Agent 47 (Rupert Friend) is an emotionless killing machine, engineered from childhood to be an assassin for one of the aforementioned shadowy organization known as The Agency and to fight a different shadowy organization known as The Syndicate—and no, not the same one from “Mission: Impossible – Rogue Nation.” 47 is sent to kill Katia (Hannah Ware), a young woman searching for a mysterious man she knows nothing about. Katia is intercepted by John Smith (Zachary Quinto), another mysterious stranger who tells her the man he is looking for is her father, and he is the man behind the Agent program that created 47 and numerous other Agents. Punch punch shoot, chase chase, helicopter explodes, maybe one cool action sequence, yawn.
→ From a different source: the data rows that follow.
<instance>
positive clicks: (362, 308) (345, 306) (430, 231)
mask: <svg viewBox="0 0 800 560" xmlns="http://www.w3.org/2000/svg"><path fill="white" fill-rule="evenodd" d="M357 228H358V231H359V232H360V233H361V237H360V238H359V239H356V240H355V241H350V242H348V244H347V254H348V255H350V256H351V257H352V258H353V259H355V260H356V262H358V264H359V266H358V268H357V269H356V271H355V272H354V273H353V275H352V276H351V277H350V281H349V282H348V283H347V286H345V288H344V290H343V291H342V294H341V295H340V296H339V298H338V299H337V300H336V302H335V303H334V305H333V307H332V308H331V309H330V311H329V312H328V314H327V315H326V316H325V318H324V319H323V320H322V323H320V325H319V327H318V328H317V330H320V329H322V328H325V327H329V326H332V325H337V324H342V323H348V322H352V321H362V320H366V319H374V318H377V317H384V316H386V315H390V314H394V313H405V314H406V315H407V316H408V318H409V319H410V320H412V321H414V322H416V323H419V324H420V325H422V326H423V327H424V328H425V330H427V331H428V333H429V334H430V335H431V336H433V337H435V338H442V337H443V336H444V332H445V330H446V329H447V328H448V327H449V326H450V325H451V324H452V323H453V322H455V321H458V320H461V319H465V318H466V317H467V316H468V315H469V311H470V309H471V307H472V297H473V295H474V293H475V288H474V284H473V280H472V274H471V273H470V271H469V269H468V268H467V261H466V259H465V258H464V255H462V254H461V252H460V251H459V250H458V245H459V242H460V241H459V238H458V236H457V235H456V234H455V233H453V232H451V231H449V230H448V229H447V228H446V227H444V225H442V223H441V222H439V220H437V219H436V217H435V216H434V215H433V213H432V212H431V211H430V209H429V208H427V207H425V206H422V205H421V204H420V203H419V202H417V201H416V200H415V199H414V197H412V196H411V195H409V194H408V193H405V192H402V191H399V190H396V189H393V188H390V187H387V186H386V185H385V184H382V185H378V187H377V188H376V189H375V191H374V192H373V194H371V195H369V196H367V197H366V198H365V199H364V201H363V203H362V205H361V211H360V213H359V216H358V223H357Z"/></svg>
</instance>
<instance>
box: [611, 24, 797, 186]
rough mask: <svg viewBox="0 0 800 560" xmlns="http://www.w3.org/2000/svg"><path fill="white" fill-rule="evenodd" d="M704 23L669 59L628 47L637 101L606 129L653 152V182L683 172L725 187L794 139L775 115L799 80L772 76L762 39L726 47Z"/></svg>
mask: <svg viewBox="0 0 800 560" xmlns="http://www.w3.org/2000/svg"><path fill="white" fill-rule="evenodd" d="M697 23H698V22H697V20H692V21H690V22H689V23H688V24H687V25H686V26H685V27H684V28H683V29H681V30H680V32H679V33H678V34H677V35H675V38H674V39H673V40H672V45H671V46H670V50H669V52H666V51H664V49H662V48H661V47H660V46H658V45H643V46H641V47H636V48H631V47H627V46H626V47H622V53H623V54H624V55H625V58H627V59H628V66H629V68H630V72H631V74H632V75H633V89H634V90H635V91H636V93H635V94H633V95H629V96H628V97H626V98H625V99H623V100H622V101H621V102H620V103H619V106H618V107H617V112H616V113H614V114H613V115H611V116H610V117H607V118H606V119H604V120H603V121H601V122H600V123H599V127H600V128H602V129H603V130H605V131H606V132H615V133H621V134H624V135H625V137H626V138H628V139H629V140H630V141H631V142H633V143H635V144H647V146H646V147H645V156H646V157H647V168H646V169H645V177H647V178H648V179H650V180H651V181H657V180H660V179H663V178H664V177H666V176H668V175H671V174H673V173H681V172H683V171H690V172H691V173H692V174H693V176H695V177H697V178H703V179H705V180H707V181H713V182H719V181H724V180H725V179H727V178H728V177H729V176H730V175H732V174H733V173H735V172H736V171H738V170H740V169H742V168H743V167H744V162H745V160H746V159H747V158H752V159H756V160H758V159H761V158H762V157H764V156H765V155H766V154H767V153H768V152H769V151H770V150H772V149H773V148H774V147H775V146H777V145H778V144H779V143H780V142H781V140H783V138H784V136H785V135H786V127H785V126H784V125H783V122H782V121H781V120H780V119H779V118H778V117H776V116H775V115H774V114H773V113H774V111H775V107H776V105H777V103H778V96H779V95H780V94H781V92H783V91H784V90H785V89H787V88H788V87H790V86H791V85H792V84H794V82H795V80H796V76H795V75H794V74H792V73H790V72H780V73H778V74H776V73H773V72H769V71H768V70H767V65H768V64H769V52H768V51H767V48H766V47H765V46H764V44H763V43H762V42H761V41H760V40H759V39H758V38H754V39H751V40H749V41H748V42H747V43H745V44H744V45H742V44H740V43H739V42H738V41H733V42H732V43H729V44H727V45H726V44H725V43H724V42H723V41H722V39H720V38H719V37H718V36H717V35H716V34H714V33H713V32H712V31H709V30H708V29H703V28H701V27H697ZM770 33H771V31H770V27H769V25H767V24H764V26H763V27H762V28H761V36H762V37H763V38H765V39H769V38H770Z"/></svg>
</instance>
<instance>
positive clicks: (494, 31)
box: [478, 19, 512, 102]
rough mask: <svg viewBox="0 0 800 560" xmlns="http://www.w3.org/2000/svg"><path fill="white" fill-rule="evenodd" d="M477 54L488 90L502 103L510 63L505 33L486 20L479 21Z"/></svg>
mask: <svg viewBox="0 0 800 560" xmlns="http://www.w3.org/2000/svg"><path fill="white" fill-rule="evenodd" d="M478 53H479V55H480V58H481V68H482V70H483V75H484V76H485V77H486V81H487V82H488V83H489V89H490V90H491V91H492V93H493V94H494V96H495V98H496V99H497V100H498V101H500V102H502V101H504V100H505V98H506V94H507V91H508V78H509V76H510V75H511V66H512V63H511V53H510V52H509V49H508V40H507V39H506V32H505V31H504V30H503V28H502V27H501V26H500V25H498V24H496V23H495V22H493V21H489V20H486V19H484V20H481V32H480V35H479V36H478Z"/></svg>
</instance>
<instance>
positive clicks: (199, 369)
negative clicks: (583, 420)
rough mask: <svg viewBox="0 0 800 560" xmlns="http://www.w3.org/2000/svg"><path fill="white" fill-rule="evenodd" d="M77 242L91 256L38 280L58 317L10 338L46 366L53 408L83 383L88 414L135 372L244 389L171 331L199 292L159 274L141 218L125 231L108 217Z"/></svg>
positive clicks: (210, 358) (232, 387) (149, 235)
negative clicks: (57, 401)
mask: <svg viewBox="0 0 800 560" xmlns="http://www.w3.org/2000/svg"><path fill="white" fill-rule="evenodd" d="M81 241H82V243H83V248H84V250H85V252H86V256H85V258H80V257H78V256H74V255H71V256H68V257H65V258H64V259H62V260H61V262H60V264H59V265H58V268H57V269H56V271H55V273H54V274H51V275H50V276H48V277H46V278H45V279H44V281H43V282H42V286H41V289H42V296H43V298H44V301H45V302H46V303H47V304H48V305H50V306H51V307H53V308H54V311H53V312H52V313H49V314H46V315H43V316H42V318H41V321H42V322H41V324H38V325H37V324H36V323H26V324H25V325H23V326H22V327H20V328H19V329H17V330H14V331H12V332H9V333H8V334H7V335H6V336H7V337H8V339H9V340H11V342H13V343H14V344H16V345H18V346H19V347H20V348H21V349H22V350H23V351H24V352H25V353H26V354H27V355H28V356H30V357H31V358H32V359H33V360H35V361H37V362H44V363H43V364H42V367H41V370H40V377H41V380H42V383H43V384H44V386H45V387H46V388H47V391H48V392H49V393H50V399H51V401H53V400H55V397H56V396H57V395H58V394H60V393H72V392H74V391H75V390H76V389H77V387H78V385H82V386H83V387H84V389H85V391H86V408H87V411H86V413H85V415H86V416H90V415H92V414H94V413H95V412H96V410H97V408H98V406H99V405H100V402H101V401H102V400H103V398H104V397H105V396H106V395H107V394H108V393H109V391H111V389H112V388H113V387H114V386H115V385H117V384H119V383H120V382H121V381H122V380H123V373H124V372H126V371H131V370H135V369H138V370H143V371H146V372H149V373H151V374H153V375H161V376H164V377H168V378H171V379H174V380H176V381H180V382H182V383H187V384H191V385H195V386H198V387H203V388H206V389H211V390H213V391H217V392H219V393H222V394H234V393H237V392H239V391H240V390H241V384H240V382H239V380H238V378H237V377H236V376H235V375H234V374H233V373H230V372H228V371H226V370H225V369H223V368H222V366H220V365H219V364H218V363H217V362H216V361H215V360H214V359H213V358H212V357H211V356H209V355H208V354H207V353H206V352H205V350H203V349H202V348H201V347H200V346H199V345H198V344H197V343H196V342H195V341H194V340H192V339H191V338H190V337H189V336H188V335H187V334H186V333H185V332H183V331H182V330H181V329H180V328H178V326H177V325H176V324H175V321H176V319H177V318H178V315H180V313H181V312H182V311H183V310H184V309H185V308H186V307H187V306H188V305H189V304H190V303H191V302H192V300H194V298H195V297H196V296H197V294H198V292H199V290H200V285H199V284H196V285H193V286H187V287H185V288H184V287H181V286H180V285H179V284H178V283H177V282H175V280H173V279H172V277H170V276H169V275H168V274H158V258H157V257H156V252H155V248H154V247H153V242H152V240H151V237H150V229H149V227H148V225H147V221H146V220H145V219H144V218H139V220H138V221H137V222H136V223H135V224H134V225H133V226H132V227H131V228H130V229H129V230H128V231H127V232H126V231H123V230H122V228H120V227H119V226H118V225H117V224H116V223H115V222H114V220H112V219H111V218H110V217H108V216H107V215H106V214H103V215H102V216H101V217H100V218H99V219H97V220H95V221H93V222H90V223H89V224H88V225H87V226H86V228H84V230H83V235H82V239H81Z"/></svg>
In 2007, Timothy Olyphant, an actual charismatic actor, played 47 and no one cared. Desperate to try again on the franchise (for some reason) Fox originally tapped the late Paul Walker as the new 47. With the star’s tragic death in 2013, the studio decided to forge ahead anyway with whoever looked good with their head shaved and settled on “Homeland’s” Rupert Friend, who leaves no impression whatsoever, just like the rest of the movie. Quinto tries to have some fun, but the nonsensical screenplay strands him in a plot turn that gives him nothing to do but chase after Friend and Ware. Ciaran Hinds, lately of “Game of Thrones,” also shows up for a little while, but nothing means anything and as soon as the credits roll, the whole movie slips from your memory, like hitting the reset button on your video game console.